Will Rosenthal [9:17 AM]
Hi Margaret. I'm working with the dataset knb-lter-cap-652, which has a lot of tables. 4 of these tables are soil cores and other related soil information, which I'm not sure how to handle. The soil samples were collected at multiple times, making them tricky to fit into location-ancillary, and I'm not sure if they would fit more under an environmental driver (for observation-ancillary) or just normal observations. Any thoughts on how they would be best handled?


Margaret O'Brien [9:35 AM]
Hi Will. Taking a look at that dataset now.

Will Rosenthal [9:41 AM]
Great, thanks!

Margaret O'Brien [9:43 AM]
this one is interesting! What they've done is put an entire project's data into one data package. From the project's point of view, that makes sense. But from the point of view of reuse, it would be harmonized differently for for a meta analysis of plant biodiversity (which is what the ecocom model can do), vs what you would do for something else (e.g., meta analysis of soil chemistry).
So right to put soil samples into location ancillary.

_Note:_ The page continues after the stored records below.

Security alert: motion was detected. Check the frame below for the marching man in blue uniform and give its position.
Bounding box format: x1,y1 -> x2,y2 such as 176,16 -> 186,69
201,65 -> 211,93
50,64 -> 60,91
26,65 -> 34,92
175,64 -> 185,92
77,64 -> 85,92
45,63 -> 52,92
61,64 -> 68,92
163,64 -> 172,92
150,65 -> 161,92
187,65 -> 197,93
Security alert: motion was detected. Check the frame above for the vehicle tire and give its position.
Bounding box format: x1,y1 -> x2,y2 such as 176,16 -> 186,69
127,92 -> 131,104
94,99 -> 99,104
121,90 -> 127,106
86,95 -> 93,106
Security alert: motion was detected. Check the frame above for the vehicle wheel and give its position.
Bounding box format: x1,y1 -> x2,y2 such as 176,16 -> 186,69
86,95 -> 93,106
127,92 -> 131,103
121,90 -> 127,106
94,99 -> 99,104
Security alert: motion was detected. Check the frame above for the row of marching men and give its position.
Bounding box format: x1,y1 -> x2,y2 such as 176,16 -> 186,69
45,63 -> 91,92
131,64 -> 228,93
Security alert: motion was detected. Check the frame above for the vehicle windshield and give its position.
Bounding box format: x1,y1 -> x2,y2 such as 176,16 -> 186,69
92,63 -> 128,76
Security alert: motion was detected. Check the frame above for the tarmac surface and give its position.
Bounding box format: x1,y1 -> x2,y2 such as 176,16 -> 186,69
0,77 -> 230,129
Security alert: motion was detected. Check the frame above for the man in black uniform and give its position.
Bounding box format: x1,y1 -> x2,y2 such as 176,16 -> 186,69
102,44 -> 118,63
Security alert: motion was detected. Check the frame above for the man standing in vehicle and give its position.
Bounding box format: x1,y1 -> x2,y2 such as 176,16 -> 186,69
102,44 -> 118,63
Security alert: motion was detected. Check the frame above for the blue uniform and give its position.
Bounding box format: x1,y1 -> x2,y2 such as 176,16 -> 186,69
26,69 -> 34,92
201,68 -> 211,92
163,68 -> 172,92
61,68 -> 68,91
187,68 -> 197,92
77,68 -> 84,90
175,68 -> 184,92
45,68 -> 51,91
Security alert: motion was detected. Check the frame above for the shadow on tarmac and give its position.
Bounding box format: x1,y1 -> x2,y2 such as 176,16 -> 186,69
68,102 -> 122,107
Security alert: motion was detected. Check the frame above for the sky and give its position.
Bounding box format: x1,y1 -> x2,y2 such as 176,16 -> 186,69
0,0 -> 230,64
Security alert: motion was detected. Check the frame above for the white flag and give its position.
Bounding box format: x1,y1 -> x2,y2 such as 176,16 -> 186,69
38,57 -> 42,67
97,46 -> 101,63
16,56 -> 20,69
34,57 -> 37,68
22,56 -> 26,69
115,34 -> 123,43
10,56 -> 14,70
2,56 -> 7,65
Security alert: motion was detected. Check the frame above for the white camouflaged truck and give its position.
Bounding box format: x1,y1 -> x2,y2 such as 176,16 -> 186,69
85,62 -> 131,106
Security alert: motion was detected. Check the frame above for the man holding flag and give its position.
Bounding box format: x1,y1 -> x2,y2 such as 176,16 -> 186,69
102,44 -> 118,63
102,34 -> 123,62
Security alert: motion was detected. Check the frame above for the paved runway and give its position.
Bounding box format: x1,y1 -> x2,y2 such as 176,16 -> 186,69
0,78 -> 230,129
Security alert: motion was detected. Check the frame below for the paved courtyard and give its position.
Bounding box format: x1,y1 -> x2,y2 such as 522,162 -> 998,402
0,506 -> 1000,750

But are you saying that since they were collected at multiple times, they don't match up with the primary observations?
I missoke!
they go inder obseravation ancillary

Will Rosenthal [9:44 AM]
That makes sense -- thank you!

Margaret O'Brien [9:44 AM]
sorry, typing too fast

Will Rosenthal [9:45 AM]
I'll let you know if I can't get the soil sampling events to match up with the event IDs I've already created

Margaret O'Brien [9:45 AM]
observation_ancillary
OK. lets try that first. If it doesn't work, I have some other idea.
I have to be away from my desk for a bit, but will be back in an hour or so

Will Rosenthal [9:48 AM]
Okay, sounds good. I've got some metadata/variable unit stuff I can work on as well

Will Rosenthal [9:58 AM]
All of the sampling events for the soil information match up with the event ids I've already created, so all is well! Thanks again for the help

Margaret O'Brien [10:56 AM]
great!

Will Rosenthal [11:55 AM]
Another quick question for you. I've got a way to get the "unit" information for the variables in all of the tables of a dataset (if there is a unit) from the metadata. Would this be good to use? It does include "number" as a unit for count data, which is why I ask (I've previously interpreted counts as unitless metrics, but could change that).

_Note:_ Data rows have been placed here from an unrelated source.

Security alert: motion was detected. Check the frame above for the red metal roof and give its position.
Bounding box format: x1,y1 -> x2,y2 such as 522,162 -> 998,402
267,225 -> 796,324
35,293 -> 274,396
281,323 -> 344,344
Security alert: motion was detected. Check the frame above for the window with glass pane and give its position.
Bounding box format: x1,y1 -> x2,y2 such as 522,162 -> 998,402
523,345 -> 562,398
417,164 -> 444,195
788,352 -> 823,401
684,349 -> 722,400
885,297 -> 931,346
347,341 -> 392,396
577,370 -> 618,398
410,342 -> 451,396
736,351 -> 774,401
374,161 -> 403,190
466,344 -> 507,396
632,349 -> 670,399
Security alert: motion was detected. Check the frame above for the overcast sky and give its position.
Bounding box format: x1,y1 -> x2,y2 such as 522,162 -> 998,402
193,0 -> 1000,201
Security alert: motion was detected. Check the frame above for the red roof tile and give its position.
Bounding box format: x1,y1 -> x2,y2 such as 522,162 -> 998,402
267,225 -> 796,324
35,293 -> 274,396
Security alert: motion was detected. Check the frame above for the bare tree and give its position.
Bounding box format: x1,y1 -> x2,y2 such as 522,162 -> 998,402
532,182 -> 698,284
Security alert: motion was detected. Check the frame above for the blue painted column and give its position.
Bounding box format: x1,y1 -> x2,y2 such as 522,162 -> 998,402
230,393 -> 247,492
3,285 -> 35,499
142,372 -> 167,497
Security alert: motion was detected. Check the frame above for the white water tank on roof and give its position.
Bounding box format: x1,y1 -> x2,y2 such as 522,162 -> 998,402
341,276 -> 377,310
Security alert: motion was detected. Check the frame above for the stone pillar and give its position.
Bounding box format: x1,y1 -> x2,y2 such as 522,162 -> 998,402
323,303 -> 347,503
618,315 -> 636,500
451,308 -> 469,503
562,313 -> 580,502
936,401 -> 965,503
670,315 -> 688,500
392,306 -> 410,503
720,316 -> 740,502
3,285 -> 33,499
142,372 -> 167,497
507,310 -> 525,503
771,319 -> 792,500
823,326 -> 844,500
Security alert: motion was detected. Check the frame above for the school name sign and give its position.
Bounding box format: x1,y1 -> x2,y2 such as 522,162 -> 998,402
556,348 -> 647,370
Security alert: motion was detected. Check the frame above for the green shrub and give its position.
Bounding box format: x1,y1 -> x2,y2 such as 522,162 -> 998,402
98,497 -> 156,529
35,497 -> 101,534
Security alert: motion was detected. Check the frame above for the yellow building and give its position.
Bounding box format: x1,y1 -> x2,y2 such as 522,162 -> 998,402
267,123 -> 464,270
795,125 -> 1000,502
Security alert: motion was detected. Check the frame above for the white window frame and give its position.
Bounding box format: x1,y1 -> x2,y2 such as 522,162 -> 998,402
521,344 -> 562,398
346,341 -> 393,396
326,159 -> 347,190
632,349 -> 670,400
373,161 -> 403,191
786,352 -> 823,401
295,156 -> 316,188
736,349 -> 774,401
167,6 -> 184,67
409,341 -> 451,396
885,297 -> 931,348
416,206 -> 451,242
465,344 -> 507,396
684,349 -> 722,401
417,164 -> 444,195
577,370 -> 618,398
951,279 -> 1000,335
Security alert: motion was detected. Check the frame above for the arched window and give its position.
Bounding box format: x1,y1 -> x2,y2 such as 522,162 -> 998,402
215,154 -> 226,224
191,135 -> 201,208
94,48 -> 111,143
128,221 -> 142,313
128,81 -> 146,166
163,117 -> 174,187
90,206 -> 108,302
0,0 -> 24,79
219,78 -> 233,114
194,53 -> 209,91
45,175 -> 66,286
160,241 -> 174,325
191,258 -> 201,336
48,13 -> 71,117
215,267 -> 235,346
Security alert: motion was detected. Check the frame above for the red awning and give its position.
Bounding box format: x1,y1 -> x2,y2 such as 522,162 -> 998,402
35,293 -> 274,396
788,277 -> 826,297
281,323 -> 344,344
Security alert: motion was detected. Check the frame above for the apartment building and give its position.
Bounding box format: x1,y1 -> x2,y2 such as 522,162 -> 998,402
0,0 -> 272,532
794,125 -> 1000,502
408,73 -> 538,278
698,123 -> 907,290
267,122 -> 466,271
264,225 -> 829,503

Margaret O'Brien [11:56 AM]
yes! getting from the EML metadata is a general need.
"number" is one of those dimensionless units that are hard to classify, but we do call it a "unit".
some people prefer "count", as this is closer to a 'measurement'

Will Rosenthal [11:57 AM]
Okay, sounds good!

Will Rosenthal [8:38 AM]
Hi Margaret. I'm working with the knb-lter-cap-632 dataset, and there's one bit of the data that's a bit odd. It's a measurement of the stem length on a plant either at the start of the fertilizer treatment period or at the end, but the timing is indicated by another field labeled "post_measurement" that has a boolean indicator of whether the measurement is pre or post treatment. Should this boolean field be included in the observation table or the observation_ancillary table?

Margaret O'Brien [8:42 AM]
Hi Will. thinking on that a moment.
I think observation_ancillary is the best place, because from there it can be linked directly to the primary observation (length).
Why I am thinking is 2 things: 1) in some ways, the "length" might be ancillary too. and 2) having a long (instead of wide) table makes it harder to group all the related observations together they way they were in the original.
grouping together is in the event table. Are you using that one?
e.g., these observations are from a treatment event
over

Will Rosenthal [8:48 AM]
I don't think I'm familiar with the event table

Margaret O'Brien [8:49 AM]
its many:many with observation

Will Rosenthal [8:49 AM]
Ahh yes the event_id. Yes I plan to use that
Anyways, what would your guidelines be for determining which information in that dataset is ancillary and which belongs in the observation table then? All of the data is from a fertilizer application experiment

Margaret O'Brien [8:50 AM]
sorry. the event table was a ghost table
so right. observation_ancillary.event_id:observation.event_id is many:many

Will Rosenthal [8:51 AM]
My interpretation is that every table except the fertilizer table contains at least some information that should be in the observation table
This is regarding your statement that "length" might be an ancillary measurement as well, which I didn't have it pegged as initially

Margaret O'Brien [8:53 AM]
since it's a model for ecological community data, the observation table is for data about the community organisms themselves. The reason I was waffling about length is that sometimes the size of a thing is collected (e.g., fish length, tree height), but that info is more about the population (of fish or trees), and less useful for a community analysis
but if they are using length to compute something like biomass (which could be a measure of abundance, which IS a community measurement), then it is the primary observation.
as far as things like fertilization-state, those are definitly ancillary, but someone using the data will want to get at it for filtering, etc.

Will Rosenthal [8:55 AM]
They don't seem to use length for that purpose, but instead actually measured biomass by harvesting material.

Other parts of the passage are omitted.